Which one is more accurate? Mechanical accuracy trumps any other consideration.



270 vs 30/06 at 200yds - They say a pic is worth...


http://www.hunt101.com/data/500/medium/3006Case_100508_1.jpghttp://www.hunt101.com/data/500/3006Case_100508_3.jpg

603Country
May 9, 2012, 09:25 PM
I don't even own a 30-06, being a die-hard 270 guy. But...if I was wanting a rifle for long distance accuracy work, I'd go with the 30-06 purely because of what a couple of the other guys said, which is that more target bullets are available in 30 caliber. If the shooting is under 500 yards, I'd go with my 270, but out past that I'd go with the 30-06. Consider that if you intend to do some serious target shooting, you're gonna need serious gunsmith work on the rifle and some serious glass on top of it.

warbirdlover
May 9, 2012, 10:01 PM
I'll take a .270 over a 30-06 anyday. :D

AllenJ
May 9, 2012, 10:42 PM
Bottom line is the rifle that is most accurate should be used. We all have our favorite cartridges and are going to recommend them, but like Brian Pfleuger said, you can adjust for everything except a rifles inaccuracy.

RC20
May 9, 2012, 10:56 PM
Both are great cartridges.

Doing it over, if I was going to buy a hunting rifle it would be 270.

Long range target 3006.

But switch it and you would not go wrong that way.

old roper
May 10, 2012, 02:01 AM
It's hard to figure if you already build the rifles but it sound like since you mention both are 9.5lbs etc only difference being the chambers. If not.

Couple thing I always look at building, what bullets I want to use next barrel twist/length plus having a magazine length for them also how there throated.

As you said "I was think over 500, probably closer to 800 and work my way out"
also "but would like to have the option to hunt with it as well."

I've got a nice 270 that I had build as a hunting rifle also couple 30-06 and I could use one with some of Berger target bullets if I wanted. If I was looking more at the 270 also to include LR target shooting I would of build it more to handle the Matrix bullets in 165gr and 175gr bullets.

Lot of choice building.

hooligan1
May 12, 2012, 05:25 PM
Well, well, well,,,,, the ole thirty vs .270 win thread...... I love them equally, myself because I'm lucky, I have two 30-06's and one fantastic.270 win.
And before I tell you why they are equal (to me) I wanna tell you that the recoil on my son's Rem 700,(hard plastic buttplate) is the worst of the two 30-06, as far as recoil. This friday past I purchased a Savage 111, 30-06, that is another sub-moa shooter and it has a decent recoil pad on it, so the point I'm trying to make is that, up to friday I could spend all day at the range shooting my Savage 110, .270 win, cause it doesn't recoil as much as the 30-06. Back to that Reminton 700, trying to shoot it past maybe three groups of three rnds kinda gets painful, but it's a 1/4 moa shooter. My 110 is a 1/4 moa shooter also.

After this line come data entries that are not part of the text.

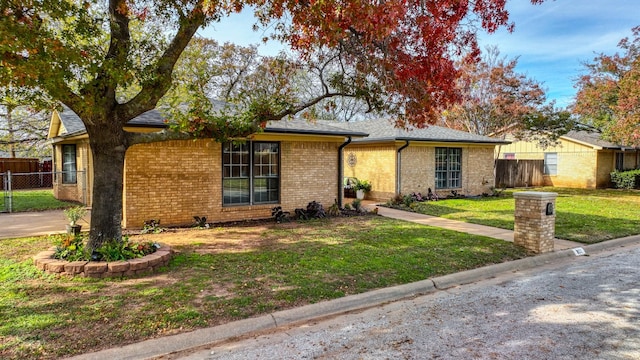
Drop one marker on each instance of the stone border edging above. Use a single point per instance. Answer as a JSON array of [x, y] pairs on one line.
[[101, 269]]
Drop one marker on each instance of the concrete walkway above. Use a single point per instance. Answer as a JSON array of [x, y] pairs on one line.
[[36, 223], [459, 226]]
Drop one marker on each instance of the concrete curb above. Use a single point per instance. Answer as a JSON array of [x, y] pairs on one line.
[[155, 348]]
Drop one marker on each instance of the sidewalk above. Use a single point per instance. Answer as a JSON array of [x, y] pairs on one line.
[[475, 229], [36, 223], [30, 224]]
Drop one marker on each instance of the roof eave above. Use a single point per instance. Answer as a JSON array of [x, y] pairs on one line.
[[374, 140], [314, 132]]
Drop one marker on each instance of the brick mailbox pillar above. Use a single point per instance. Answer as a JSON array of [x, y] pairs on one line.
[[535, 220]]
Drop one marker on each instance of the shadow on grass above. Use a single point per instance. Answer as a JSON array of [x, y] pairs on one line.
[[50, 317]]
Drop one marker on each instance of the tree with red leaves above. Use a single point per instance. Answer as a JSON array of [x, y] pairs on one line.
[[609, 94], [84, 54]]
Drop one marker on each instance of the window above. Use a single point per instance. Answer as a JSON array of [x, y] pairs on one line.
[[448, 168], [551, 163], [250, 173], [69, 168], [620, 161]]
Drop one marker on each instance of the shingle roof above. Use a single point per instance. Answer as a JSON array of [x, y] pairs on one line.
[[154, 118], [381, 130], [300, 126], [592, 137]]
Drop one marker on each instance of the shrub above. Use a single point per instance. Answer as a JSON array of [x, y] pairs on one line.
[[626, 179], [357, 205], [69, 247], [73, 248], [407, 200]]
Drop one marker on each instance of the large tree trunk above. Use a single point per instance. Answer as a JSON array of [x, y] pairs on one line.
[[108, 146]]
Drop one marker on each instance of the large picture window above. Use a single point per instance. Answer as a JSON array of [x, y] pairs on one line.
[[448, 168], [250, 173], [69, 167]]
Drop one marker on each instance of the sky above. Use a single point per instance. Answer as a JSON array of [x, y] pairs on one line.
[[552, 41]]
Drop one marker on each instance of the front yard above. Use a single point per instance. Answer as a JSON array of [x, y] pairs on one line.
[[220, 275], [586, 216]]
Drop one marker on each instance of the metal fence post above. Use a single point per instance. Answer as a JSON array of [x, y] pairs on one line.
[[9, 198]]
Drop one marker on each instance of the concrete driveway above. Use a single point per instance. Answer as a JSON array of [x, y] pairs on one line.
[[25, 224]]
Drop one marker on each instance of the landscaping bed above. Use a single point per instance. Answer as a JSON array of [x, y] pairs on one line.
[[219, 275]]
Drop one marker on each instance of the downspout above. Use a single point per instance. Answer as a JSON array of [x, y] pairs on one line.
[[341, 171], [399, 166]]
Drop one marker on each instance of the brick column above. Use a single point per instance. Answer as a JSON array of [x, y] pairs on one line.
[[535, 221]]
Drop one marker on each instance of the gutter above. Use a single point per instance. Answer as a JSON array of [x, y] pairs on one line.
[[399, 166], [341, 171]]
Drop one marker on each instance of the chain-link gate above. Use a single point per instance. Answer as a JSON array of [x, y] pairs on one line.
[[6, 192], [23, 182]]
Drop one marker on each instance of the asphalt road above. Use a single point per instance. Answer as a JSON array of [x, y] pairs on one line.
[[585, 308]]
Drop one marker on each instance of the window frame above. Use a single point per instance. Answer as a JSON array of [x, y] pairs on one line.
[[619, 161], [252, 173], [452, 166], [69, 176], [551, 168]]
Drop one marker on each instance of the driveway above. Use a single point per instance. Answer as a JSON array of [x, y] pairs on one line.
[[25, 224]]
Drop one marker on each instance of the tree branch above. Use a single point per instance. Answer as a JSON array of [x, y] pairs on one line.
[[155, 89]]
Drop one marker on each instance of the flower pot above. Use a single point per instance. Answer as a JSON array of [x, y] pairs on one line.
[[74, 229]]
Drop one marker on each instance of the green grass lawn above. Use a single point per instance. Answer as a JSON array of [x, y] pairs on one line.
[[586, 216], [34, 200], [220, 275]]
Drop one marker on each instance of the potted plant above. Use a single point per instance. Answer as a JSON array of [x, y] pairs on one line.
[[362, 187], [74, 214]]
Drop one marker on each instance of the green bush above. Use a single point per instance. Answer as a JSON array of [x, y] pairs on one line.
[[73, 248], [626, 179]]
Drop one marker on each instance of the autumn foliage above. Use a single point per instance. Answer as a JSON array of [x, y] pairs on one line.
[[111, 61], [609, 93]]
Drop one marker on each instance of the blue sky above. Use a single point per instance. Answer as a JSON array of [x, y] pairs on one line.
[[551, 40]]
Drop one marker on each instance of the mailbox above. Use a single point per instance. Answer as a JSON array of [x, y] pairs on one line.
[[549, 209]]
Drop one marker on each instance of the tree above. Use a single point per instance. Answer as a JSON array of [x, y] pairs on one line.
[[608, 94], [493, 95], [90, 54]]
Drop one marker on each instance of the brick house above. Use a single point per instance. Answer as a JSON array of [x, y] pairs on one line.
[[405, 161], [290, 164], [580, 159]]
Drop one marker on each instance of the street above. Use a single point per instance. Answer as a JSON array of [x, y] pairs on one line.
[[587, 307]]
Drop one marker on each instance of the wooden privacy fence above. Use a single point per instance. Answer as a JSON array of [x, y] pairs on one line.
[[519, 173]]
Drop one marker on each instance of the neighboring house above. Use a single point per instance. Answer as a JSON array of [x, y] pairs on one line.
[[290, 164], [581, 159], [404, 161]]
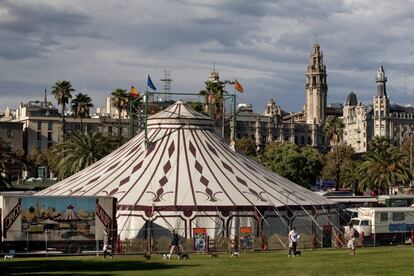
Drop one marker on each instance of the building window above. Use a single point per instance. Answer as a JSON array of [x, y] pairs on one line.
[[398, 216]]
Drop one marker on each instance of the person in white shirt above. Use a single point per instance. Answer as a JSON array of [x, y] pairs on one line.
[[351, 239], [293, 239]]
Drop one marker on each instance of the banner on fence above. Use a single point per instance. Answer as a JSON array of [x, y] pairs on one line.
[[200, 239], [246, 241]]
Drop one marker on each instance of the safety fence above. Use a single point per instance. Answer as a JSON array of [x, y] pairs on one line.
[[202, 240]]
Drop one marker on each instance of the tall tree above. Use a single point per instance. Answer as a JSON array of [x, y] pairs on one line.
[[385, 168], [79, 151], [351, 175], [62, 91], [80, 107], [333, 129], [119, 99]]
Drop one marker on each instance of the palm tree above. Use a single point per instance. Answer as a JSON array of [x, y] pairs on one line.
[[79, 151], [333, 129], [351, 175], [80, 107], [119, 99], [62, 91], [384, 169], [5, 157]]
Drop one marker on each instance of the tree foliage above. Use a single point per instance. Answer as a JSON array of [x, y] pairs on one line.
[[351, 175], [384, 168], [80, 107], [5, 158], [119, 99], [62, 91], [213, 98], [79, 151]]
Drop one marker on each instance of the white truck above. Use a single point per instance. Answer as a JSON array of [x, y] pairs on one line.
[[62, 223], [382, 225]]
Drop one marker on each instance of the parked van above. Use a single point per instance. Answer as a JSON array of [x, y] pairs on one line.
[[385, 224], [396, 200]]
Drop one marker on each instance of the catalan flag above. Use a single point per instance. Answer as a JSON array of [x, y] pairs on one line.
[[134, 92], [238, 86], [150, 84]]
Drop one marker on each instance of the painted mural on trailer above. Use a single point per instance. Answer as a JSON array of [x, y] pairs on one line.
[[59, 218]]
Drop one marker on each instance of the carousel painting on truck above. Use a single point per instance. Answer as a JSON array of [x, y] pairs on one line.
[[63, 218]]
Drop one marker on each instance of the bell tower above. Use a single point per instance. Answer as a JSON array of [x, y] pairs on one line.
[[381, 105], [316, 88]]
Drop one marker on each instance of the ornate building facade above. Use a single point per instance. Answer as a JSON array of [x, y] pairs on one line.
[[381, 119], [302, 128]]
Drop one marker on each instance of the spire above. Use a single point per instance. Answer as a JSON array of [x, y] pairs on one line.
[[45, 102], [381, 80], [214, 75]]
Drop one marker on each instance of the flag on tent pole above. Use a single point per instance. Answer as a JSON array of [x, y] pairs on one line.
[[134, 92], [238, 86], [150, 84]]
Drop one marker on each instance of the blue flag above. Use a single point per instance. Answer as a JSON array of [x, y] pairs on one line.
[[150, 84]]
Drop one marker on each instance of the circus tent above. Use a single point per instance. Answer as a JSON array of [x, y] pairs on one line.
[[187, 177], [68, 215]]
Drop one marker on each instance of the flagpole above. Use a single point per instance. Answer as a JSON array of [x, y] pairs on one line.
[[131, 119], [146, 118]]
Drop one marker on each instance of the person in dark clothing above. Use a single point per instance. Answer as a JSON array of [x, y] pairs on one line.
[[175, 242], [106, 244]]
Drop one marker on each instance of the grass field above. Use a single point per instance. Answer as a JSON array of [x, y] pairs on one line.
[[397, 260]]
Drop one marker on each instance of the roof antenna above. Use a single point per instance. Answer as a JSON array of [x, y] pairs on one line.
[[45, 103]]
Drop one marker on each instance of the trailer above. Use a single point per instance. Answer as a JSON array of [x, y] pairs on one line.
[[69, 224], [384, 225], [396, 200]]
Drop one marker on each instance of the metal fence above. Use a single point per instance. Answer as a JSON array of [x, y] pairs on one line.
[[158, 240]]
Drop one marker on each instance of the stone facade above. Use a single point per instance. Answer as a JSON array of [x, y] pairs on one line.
[[11, 133], [42, 125], [363, 123], [302, 128]]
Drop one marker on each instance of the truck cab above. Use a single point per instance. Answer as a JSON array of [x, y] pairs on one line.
[[363, 226]]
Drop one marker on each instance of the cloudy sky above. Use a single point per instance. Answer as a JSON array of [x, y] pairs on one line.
[[101, 45]]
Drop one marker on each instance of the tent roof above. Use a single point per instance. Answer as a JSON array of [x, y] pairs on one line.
[[186, 166]]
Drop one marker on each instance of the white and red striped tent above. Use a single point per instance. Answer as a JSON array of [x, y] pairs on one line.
[[68, 215], [186, 177]]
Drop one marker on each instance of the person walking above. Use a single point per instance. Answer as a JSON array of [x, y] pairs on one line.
[[175, 243], [293, 239], [106, 244], [351, 239]]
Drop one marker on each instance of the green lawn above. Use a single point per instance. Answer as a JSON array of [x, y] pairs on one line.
[[397, 260]]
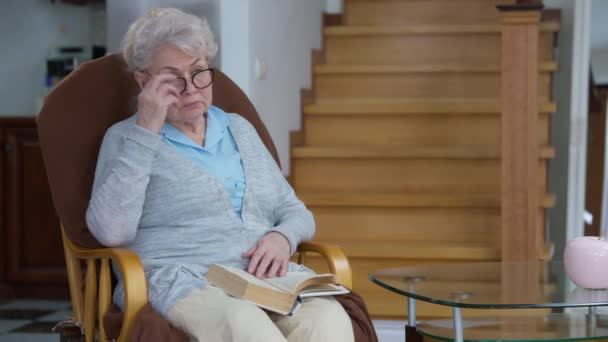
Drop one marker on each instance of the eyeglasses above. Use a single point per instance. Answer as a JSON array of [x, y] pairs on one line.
[[200, 79]]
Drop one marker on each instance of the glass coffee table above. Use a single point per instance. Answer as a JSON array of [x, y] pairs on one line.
[[496, 285]]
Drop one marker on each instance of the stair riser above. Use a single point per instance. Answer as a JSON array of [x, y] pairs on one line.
[[422, 12], [410, 224], [416, 85], [422, 49], [403, 175], [379, 130]]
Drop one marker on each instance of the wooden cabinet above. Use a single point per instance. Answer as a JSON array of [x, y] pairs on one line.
[[33, 263]]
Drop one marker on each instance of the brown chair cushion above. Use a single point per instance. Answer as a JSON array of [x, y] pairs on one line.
[[75, 117]]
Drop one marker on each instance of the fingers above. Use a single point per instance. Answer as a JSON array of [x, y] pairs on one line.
[[268, 258], [274, 268], [249, 252], [255, 260], [263, 266], [284, 267]]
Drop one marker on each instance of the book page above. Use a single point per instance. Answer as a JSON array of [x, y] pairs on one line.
[[323, 290], [293, 281], [248, 277]]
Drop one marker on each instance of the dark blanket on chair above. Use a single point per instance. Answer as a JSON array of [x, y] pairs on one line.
[[150, 326]]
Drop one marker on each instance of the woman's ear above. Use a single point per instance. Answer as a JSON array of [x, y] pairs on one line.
[[140, 78]]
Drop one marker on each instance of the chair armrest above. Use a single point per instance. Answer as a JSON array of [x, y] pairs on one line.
[[134, 279], [335, 258]]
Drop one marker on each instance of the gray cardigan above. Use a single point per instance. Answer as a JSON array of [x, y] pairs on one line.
[[178, 218]]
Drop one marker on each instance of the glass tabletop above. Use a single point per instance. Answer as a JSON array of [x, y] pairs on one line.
[[489, 285], [553, 327]]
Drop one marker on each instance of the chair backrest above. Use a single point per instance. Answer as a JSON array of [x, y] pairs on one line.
[[77, 113]]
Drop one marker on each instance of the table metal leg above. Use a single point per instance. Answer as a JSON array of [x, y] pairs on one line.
[[592, 321], [411, 312], [458, 329], [411, 335]]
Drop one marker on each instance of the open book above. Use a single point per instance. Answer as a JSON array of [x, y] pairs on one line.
[[281, 294]]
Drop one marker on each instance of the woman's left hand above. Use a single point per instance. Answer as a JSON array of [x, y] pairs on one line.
[[269, 257]]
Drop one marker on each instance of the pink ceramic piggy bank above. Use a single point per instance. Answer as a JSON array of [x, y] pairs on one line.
[[586, 262]]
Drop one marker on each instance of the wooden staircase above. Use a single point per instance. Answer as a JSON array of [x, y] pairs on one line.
[[399, 157]]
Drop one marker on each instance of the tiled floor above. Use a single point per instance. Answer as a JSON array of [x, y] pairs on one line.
[[31, 320]]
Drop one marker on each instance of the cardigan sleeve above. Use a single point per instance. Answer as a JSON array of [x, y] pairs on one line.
[[121, 178], [292, 219]]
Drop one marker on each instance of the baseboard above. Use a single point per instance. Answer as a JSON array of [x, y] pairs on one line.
[[390, 330]]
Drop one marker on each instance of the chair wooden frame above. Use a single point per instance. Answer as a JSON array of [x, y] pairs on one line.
[[90, 309]]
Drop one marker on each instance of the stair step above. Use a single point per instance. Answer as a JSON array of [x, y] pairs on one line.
[[433, 44], [375, 30], [365, 106], [404, 175], [407, 224], [409, 200], [405, 152], [332, 69], [430, 129], [446, 81], [391, 12], [421, 250]]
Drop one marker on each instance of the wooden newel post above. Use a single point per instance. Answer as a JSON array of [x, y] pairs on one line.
[[520, 148]]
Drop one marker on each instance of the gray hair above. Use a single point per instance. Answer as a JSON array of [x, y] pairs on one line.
[[159, 26]]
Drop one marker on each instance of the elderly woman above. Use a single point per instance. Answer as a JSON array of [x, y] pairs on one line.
[[186, 185]]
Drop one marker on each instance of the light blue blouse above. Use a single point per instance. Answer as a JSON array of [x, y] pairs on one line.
[[219, 157]]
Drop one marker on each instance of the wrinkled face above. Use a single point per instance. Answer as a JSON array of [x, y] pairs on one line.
[[191, 78]]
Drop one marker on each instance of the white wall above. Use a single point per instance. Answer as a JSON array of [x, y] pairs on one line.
[[568, 124], [28, 29], [599, 41], [283, 34]]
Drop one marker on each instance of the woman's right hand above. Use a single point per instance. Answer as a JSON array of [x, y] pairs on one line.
[[156, 99]]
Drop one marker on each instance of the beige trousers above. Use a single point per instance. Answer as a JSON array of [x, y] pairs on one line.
[[209, 314]]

Between the two, if I were to get a moose tag, I'd opt for the 30-06, loaded with some 180 Nosler Partitions.
If I were to go on a trip to Wyoming, to shoot speed goats, I'd pack my .270 win, and plenty of 130 grn Ballistic tips.

The difference's in these cartridges aren't hugely different but confidence, I'll say it again confidence in either is the main thing.

just my buck fitty fellas, yes I really do love them equally!;)

ndking1126
May 13, 2012, 06:40 AM
I'm surprised it hasn't been mentioned (much) yet. One big factor here is what rate of twist the barrels are. You need the heavier bullets for shooting long range, so if one barrel has a slower rate of twist, it will probably stabilize the lighter bullets better, making it not as desireable for long range shooting.

Which one is more accurate? Mechanical accuracy trumps any other consideration.

I'll agree this right here is the single biggest factor in which one you should choose to setup for long range.

If they were equally accurate, I personally would go with some Berger VLDs in the .270. While I can handle the extra recoil, it's easier for me to shoot a gun with less recoil accurately.

http://www.longrangehunting.com/articles/270-win-long-range-shooting-1.php
Here is an interesting article on using the .270 for long range shooting.

Rifleman1776
May 13, 2012, 08:56 AM
Greater versatility with the 30-06.
Trajectory differences not enough to even talk about.
The .30 cal. heavier bullet is less affected by wind.
Personally, I think there was never a need to even invent the .270. Completely pointless.
Between the .223 and 30-06 there is no need for anything else.

Art Eatman
May 13, 2012, 11:46 AM
If the 800-yard effort is a serious idea, go with the '06. It's strictly a bullet-selection thing. For hunting, particularly for the typical 200- to 300- yard shots in open country, it's six of one, half-dozen of the other.

BIG P
May 13, 2012, 07:43 PM
A 270, Because I already have a 300wm LR.:D

Striker1
May 13, 2012, 08:29 PM
Anyone here ever tried the .270 out past 400, 500...?

ndking1126
May 14, 2012, 04:59 AM
The .30 cal. heavier bullet is less affected by wind.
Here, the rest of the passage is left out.